Once a transaction becomes a parent, as long as any of its child transactions are unresolved (that is, they have neither committed nor aborted), the parent may not issue any Berkeley DB calls except to begin more child transactions, or to commit or abort. For example, it may not issue any access method or cursor calls. After all of a parent's children have committed or aborted, the parent may again request operations on its own behalf.

The semantics of nested transactions are as follows. When a child transaction is begun, it inherits all the locks of its parent. This means that the child will never block waiting on a lock held by its parent. Further, locks held by two children of the same parent will also conflict. To make this concrete, consider the following set of transactions and lock acquisitions.

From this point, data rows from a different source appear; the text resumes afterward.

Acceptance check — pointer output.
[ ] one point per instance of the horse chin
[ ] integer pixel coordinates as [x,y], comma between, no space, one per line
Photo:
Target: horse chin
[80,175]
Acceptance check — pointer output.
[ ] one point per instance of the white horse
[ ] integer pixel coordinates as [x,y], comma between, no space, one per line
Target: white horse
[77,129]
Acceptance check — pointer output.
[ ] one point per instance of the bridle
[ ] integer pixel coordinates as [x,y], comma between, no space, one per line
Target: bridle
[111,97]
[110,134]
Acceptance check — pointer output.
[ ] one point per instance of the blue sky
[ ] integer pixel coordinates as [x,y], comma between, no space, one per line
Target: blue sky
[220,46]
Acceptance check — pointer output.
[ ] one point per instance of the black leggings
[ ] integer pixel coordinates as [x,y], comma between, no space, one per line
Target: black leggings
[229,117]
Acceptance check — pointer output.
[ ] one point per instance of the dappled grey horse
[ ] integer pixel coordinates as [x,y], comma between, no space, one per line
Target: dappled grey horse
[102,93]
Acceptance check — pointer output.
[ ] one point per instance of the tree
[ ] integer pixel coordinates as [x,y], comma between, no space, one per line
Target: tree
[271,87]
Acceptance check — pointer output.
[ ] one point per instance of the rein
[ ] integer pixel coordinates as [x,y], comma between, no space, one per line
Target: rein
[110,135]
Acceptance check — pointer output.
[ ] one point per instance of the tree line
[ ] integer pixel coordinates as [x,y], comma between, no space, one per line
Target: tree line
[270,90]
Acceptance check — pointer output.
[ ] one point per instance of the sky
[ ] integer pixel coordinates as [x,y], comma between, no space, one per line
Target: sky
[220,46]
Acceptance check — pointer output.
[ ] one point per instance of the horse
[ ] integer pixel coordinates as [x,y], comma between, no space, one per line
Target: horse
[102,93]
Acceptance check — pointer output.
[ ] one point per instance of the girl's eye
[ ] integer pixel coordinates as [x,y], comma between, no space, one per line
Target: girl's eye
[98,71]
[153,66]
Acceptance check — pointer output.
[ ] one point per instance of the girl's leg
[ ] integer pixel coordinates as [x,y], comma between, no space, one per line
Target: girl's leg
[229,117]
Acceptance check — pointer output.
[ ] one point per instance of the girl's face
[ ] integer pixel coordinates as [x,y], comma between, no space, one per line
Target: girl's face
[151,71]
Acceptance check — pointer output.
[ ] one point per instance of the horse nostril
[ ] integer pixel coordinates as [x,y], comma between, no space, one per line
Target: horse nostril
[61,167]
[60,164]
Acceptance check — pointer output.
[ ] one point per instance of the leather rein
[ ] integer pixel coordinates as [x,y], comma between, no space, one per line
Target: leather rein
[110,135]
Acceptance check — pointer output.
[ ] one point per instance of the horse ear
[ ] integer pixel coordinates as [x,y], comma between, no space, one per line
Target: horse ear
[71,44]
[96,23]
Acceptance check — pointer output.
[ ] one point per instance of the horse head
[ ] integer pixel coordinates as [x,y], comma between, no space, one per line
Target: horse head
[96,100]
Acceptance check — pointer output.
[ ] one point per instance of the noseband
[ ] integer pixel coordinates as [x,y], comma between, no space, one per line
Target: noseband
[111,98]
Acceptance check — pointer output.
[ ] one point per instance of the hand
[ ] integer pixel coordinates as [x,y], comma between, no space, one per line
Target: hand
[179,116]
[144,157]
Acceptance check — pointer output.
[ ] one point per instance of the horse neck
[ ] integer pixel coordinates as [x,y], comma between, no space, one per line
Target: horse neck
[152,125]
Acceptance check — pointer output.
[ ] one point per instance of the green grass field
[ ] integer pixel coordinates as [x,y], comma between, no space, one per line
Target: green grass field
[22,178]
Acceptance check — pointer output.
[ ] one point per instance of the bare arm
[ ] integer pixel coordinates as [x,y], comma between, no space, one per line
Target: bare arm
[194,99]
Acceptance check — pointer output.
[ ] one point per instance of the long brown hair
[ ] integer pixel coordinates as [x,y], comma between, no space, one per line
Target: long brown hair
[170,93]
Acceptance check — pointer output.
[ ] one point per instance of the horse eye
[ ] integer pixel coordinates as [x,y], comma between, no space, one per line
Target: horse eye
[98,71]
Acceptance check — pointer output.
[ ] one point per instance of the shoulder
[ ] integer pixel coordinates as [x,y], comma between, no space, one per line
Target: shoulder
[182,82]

Transaction T1 is the parent transaction. It acquires a write lock on item A and then begins two child transactions: C1 and C2. C1 also wants to acquire a write lock on A; this succeeds. If C2 attempts to acquire a write lock on A, it will block until C1 releases the lock, at which point it will succeed. Now, let's say that C1 acquires a write lock on B. If C2 now attempts to obtain a lock on B, it will block. However, let's now assume that C1 commits. Its locks are anti-inherited, which means they are given to T1, so T1 will now hold a lock on B. At this point, C2 would be unblocked and would then acquire a lock on B.

Child transactions are entirely subservient to their parent transaction. They may abort, undoing their operations regardless of the eventual fate of the parent. However, even if a child transaction commits, if its parent transaction is eventually aborted, the child's changes are undone and the child's transaction is effectively aborted. Any child transactions that are not yet resolved when the parent commits or aborts are resolved based on the parent's resolution -- committing if the parent commits and aborting if the parent aborts. Any child transactions that are not yet resolved when the parent prepares are also prepared.